Da pochi giorni è arrivato in libreria il nuovo e atteso romanzo di Diego De Silva “Sono contrario alle emozioni”, pubblicato da Giulio Einaudi editore.
L’autore napoletano trapiantato da alcuni anni a Salerno, vanta numerosi romanzi di successo, i suoi testi infatti sono stati tradotti in Inghilterra, Francia, Spagna, Portogallo, Olanda, Germania e Grecia. Il suo primo libro La donna di scorta (1999), seguito poi da Certi bambini (2001, premio selezione Campiello, finalista premio Viareggio), Voglio guardare (2002), Da un’altra carne (2004),Non avevo capito niente (2007, Premio Napoli, finalista allo Strega) e Mia suocera beve (2010).
Dal romanzo Certi Bambini nel 2004, i fratelli Frazzi hanno tratto l’omonimo film, vincitore di numerosi premi tra i quali l’Oscar europeo e due David di Donatello. Prima di essere uno scrittore De Silva è anche un avvocato, poi autore, sceneggiatore per il cinema e la tv, giornalista, collabora con il Mattino e con il mensile Il Giudizio Universale; i suoi racconti fanno parte di diverse antologie e sono apparsi su diverse testate nazionali, tra cui Il Corriere della Sera e L’Espresso.

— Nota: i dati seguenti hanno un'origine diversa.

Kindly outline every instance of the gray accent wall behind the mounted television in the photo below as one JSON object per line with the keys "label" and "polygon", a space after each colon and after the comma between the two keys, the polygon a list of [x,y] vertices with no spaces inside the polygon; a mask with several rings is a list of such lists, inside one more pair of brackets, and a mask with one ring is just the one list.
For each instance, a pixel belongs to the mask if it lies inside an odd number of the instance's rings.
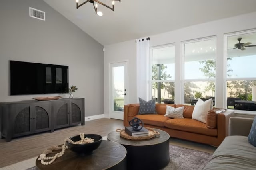
{"label": "gray accent wall behind the mounted television", "polygon": [[[63,2],[64,3],[64,2]],[[46,12],[46,21],[29,16]],[[9,60],[69,66],[74,97],[85,98],[85,115],[104,113],[103,46],[43,0],[0,0],[0,102],[32,100],[38,94],[10,96]]]}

In Certi Bambini, De Silva racconta la storia di bambini che vivono in famiglie disagiate, nella periferia della città, che nonostante la voglia e gli sforzi non riescono a vivere in maniera diversa e a ribellarsi all’ambiente che li circonda. Possiamo dire che con questa opera, concreta, sofferta e sempre molto attuale, l’autore si può considerare uno dei precursori del genere; ha aperto la strada alla narrativa di denuncia, cha ha come argomento principale la lotta alla camorra.
Con una scrittura carica di emozioni, a volte cinica e fredda, un linguaggio forte, secco, sempre distaccato, non ripropone i luoghi comuni del Sud ma racconta città e personaggi della nostra contemporaneità, a volte senza nemmeno citare i nomi delle città in cui sono ambientati i racconti, anche se spesso sono riconoscibilissime.

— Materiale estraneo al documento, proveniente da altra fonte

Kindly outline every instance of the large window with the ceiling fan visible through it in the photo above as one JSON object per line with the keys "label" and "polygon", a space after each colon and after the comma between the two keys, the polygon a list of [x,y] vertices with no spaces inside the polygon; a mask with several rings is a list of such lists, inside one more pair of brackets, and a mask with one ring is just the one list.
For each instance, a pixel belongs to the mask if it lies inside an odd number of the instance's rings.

“Sono contrario alle emozioni” rappresenta l’ultimo capitolo della saga che vede protagonista il simpatico avvocato napoletano Vincenzo Malinconico, quarantaduenne, semi-disoccupato, semi-divorziato, riflessivo, alle prese con le sue vicende personali, con i propri sogni, con la difficoltà di arrivare a fine mese, con il difficile confronto in tribunale.

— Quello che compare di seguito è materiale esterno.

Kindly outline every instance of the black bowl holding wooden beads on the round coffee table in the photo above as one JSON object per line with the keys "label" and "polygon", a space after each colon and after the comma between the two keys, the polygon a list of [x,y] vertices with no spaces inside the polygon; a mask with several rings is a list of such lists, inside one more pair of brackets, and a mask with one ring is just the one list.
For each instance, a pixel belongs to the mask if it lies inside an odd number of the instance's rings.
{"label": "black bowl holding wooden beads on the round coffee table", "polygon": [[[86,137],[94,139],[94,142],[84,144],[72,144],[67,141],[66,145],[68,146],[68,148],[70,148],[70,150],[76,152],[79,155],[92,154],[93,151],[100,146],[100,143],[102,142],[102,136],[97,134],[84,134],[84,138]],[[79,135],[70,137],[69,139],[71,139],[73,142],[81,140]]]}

In questa nuova avventura l’avvocato- filosofo, ogni mercoledì, si trova alle prese con uno psicoterapeuta. Ha molti problemi ma li nasconde agli altri e soprattutto a se stesso, è come sempre ironico ma schivo, bugiardo, provocatore, non è disponibile ad aprirsi per seguire la terapia, non riesce a comportarsi da paziente.
Malinconico non si fida dello psicoterapeuta, cerca di difendersi come può, di fare tutto da solo e nello stesso tempo si pone tante domande, consapevole di non poter dare alcuna risposta sensata. Perché l’improvviso desiderio di prendere un cane? Perché la voglia improvvisa di contribuire al risparmio energetico? Tra le continue domande sulla portata avanguardistica di Raffaella Carrà, o
sulle metafore che contiene una palma mozzata, le recensioni di vecchie canzoni e film che commuovono, di eventi e persone, emergono differenti stati d’animo; malinconia, emozioni, entusiasmo, desiderio di felicità, delusioni d’amore.
Nonostante quel sorriso ironico e amaro, il libro di De Silva spinge alla riflessione, è un libro intenso, suggestivo, che analizza l’universo e l’emotività del protagonista, attraverso quella sorta di indifferenza e comicità che si avvicina molto all’umorismo di Pirandello. L’autore tipizza l’orginale e sgangherato Malinconico e ne fa così uno dei personaggi più apprezzati e significativi della letteratura italiana contemporanea.